Sweetie, You Won’t Believe It è un film leggero e molto divertente, in cui si è davvero impossibile trattenere le risate, ma questo non significa che non faccia tremendamente sul serio; la prima volta che vediamo il bifolco con un occhio solo in azione, colui deputato a rivestire il ruolo di principale boogeyman, non c’è nulla da ridere o da scherzare: è brutale, repentino, feroce e con una bella esplosione di gore ad accompagnarlo. Esplosione che arriva senza alcun preavviso, perché fino a quel momento il film era stato una commedia con un paio di siparietti da crimine organizzato, ma molto all’acqua di rose; e invece è lì che si entra nei territori cari a questo blog e a chi lo legge: la cara, vecchia provincia dove si nascondono i mostri che, a quanto pare, è identica dappertutto e non conosce distinzioni geografiche o culturali. Se ti allontani dal confortevole caos dei centri commerciali, dei condominii, degli appartamenti piccolo-borghesi, sprofondi in luoghi oscuri in cui smarrirti e morire male.
Però, e dovrebbe già essere evidente ma è sempre meglio ribadirlo, Sweetie You Won’t Believe It non è un clone di omologhi americani, anche se mi pare ovvia la conoscenza enciclopedica del filone da parte del regista, nonché la ormai consolidata presenza di questo serbatoio di incubi rurali nel nostro immaginario collettivo; il film ha una sua specificità, e credo ce l’abbia anche da un punto di vista culturale, sebbene io non possieda proprio gli strumenti per condurre un’analisi di questo tipo. Anzi, chiunque sia in grado di farmi una lezione sul Kazakistan è benvenutə.

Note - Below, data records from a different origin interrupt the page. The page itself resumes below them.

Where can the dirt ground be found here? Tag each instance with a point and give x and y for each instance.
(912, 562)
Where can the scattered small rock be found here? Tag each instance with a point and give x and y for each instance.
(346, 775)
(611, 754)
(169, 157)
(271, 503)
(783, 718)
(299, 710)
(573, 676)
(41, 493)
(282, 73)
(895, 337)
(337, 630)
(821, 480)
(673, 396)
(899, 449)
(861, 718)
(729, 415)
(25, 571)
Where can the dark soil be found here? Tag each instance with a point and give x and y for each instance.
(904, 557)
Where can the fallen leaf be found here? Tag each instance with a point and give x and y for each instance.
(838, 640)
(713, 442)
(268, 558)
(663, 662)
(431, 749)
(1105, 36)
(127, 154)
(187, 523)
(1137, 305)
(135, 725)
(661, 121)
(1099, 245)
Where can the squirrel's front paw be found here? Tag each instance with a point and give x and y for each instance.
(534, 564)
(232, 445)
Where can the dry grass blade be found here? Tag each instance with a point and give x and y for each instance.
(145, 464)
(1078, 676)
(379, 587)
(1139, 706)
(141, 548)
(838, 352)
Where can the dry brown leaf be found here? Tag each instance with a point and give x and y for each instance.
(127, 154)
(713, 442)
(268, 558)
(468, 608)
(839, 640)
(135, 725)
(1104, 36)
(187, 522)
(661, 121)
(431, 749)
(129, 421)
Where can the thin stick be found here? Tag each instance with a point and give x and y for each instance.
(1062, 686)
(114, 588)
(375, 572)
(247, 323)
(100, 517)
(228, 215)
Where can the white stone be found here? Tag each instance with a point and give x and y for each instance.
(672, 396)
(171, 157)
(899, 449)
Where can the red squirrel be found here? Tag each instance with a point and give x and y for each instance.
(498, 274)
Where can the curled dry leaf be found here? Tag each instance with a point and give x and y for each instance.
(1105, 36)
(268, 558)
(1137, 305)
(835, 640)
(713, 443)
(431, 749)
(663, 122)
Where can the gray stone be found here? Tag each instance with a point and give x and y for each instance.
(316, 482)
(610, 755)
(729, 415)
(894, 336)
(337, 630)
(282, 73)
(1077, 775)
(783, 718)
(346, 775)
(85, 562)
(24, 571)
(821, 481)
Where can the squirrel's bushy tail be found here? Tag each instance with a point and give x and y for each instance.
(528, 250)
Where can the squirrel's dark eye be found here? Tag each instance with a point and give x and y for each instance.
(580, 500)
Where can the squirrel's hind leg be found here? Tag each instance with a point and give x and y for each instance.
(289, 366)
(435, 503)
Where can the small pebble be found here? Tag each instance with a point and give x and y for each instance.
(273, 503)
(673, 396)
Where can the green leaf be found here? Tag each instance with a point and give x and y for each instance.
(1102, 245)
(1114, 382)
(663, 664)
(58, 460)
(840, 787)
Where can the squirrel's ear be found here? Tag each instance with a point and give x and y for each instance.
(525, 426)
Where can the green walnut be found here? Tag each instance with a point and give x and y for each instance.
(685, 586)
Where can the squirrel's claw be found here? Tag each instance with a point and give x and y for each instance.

La specificità che posso rilevare con i mezzi a mia disposizione è relativa al modo in cui Nurgaliyev gestisce il trio di personaggi principali, e in particolare Dastan, nella sua relazione con gli amici d’infanzia ormai diventati adulti e con la moglie. Qui c’è un discorso molto interessante sul crescere, sul prendersi le proprie responsabilità, su che cosa significhi essere un “vero uomo”, sulle circostanze della vita che ci allontanano dalle vecchie amicizie, e su quanto però se ne abbia bisogno per non impazzire e, in questo caso, letteralmente essere accoppati da un pazzo armato di falcetto.
Oltre a essere quindi uno spasso che fila come un proiettile e non cala di ritmo nemmeno per sbaglio e nemmeno per un microsecondo, il film è anche intelligente nel ribaltare i cliché con cui si apre, nel dare ai propri personaggi una vitalità che va oltre il generico “moglie stronza”, “marito zerbino”, “amici un po’ sfigati e rimasti eterni adolescenti”. Non che queste componenti manchino, ma sono soltanto il punto di partenza di una storia che stravolge il loro senso una volta arrivata in fondo. Sempre col sorriso sulle labbra e sempre inanellando una pazzia dietro l’altra. Sempre dando questa impressione di caos altamente organizzato da una regia con un dinamismo che molti colleghi statunitensi di Nurgaliyev, con qualche milione di dollari in più, se lo sognano la notte e pregano, un giorno, di poterci arrivare.
Quindi vedetelo, che non ci sono scuse. Il film è del 2020, ma la sua distribuzione internazionale risale al febbraio di quest’anno, quindi potrebbe entrare di diritto tra gli horror migliori del 2022. Io ve l’ho detto.